Here's the project link, before we get too carried away: GitHub Link

As soon as I got started with Zig, I already felt it was cool; Rust felt (and continues to feel) intimidating as I was becoming acquainted with C. "Higher-level" languages don't interest me very much.

Full disclosure: I'm not going to go through everything here, and I may get some terminology details wrong. Please reach out to correct me if you notice anything.

Zig

Zig is a programming language designed to be the modern replacement for C.

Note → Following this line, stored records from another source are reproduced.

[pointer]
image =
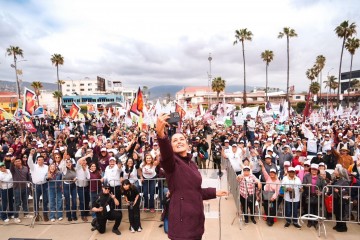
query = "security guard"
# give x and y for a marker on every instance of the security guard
(104, 207)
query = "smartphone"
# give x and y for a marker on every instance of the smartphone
(174, 118)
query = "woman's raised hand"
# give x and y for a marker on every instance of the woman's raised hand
(161, 124)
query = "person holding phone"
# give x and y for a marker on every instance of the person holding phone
(186, 211)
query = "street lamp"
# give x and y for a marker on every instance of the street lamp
(17, 77)
(209, 75)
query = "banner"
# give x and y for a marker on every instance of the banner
(29, 101)
(74, 110)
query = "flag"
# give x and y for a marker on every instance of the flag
(307, 110)
(74, 110)
(140, 101)
(180, 110)
(29, 101)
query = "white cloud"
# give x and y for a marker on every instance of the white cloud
(156, 42)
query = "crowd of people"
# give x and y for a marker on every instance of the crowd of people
(104, 157)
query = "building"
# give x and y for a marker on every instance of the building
(204, 96)
(9, 101)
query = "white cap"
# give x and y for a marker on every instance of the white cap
(314, 165)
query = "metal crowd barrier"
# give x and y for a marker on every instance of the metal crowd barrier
(60, 199)
(330, 204)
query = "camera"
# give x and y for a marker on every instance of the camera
(174, 118)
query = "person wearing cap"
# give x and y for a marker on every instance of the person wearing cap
(248, 183)
(38, 173)
(184, 182)
(343, 157)
(312, 193)
(104, 207)
(292, 188)
(284, 155)
(7, 194)
(270, 193)
(249, 126)
(112, 177)
(318, 159)
(338, 190)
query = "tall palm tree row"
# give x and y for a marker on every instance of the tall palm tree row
(15, 51)
(37, 87)
(289, 33)
(57, 59)
(218, 85)
(267, 56)
(242, 35)
(352, 44)
(344, 31)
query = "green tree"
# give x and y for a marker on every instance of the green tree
(352, 44)
(37, 87)
(344, 31)
(267, 56)
(242, 35)
(289, 33)
(58, 96)
(15, 51)
(218, 85)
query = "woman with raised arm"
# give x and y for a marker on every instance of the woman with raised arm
(186, 211)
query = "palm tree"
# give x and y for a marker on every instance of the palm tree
(267, 56)
(37, 87)
(15, 51)
(289, 33)
(320, 64)
(240, 36)
(58, 96)
(218, 85)
(344, 31)
(57, 59)
(352, 44)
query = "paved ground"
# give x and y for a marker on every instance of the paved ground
(151, 231)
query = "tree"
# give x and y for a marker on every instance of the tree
(344, 31)
(15, 51)
(58, 96)
(267, 56)
(320, 64)
(240, 36)
(352, 44)
(289, 33)
(37, 87)
(218, 85)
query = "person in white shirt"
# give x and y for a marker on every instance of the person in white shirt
(235, 156)
(82, 183)
(7, 194)
(39, 172)
(112, 177)
(292, 188)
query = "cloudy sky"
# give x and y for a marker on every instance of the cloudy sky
(158, 42)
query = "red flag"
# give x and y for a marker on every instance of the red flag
(74, 110)
(140, 101)
(180, 110)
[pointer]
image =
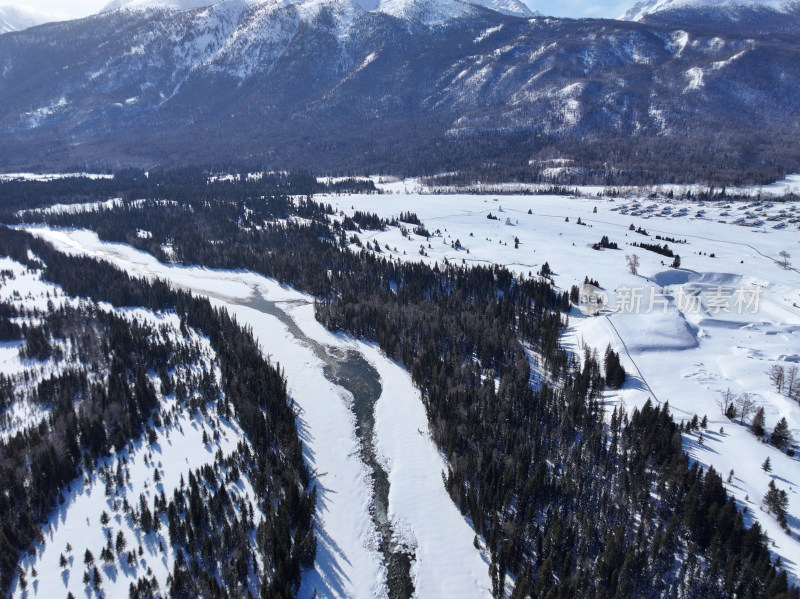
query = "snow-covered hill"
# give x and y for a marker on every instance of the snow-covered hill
(17, 18)
(649, 7)
(210, 84)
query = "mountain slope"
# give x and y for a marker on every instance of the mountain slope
(730, 8)
(17, 18)
(431, 87)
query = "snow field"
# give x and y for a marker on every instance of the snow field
(685, 356)
(348, 562)
(179, 449)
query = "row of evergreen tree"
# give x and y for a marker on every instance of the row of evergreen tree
(570, 506)
(89, 419)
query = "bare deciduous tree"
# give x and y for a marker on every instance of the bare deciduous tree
(777, 376)
(744, 406)
(792, 383)
(726, 400)
(633, 263)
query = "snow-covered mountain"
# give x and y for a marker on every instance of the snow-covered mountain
(372, 87)
(17, 18)
(426, 11)
(649, 7)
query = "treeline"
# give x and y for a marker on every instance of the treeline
(654, 247)
(250, 388)
(570, 506)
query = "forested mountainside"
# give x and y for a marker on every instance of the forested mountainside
(100, 384)
(566, 503)
(433, 86)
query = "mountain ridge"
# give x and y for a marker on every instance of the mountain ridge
(331, 86)
(18, 18)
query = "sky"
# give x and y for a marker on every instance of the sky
(554, 8)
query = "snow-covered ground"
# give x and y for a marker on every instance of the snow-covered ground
(679, 349)
(348, 564)
(150, 468)
(676, 347)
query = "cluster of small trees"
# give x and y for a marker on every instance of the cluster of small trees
(568, 506)
(786, 380)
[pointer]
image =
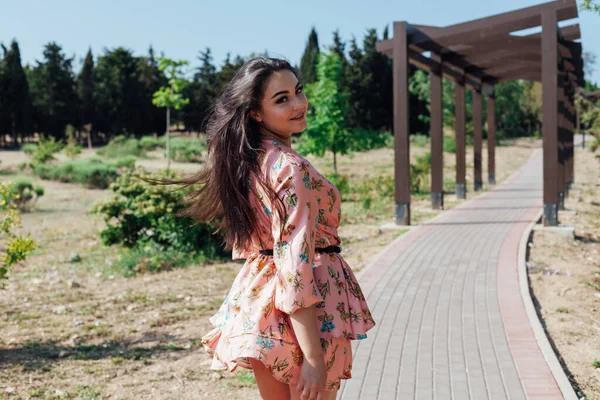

I won't go over every advantage Zig brings to the table over other languages, but according to Zig's official site, Zig has some unique advantages over languages like C++, D, and Rust:

No hidden control flow or allocations: Zig code is explicit about function calls and memory allocation, so readability is improved and the programmer has more control.
First-class support for no standard library: Zig can be used without any standard library, making it friendly for bare-metal and high-performance development.
A portable language for libraries: Zig aims to be a new portable language for libraries, interacting well with C code while introducing safety and better language design.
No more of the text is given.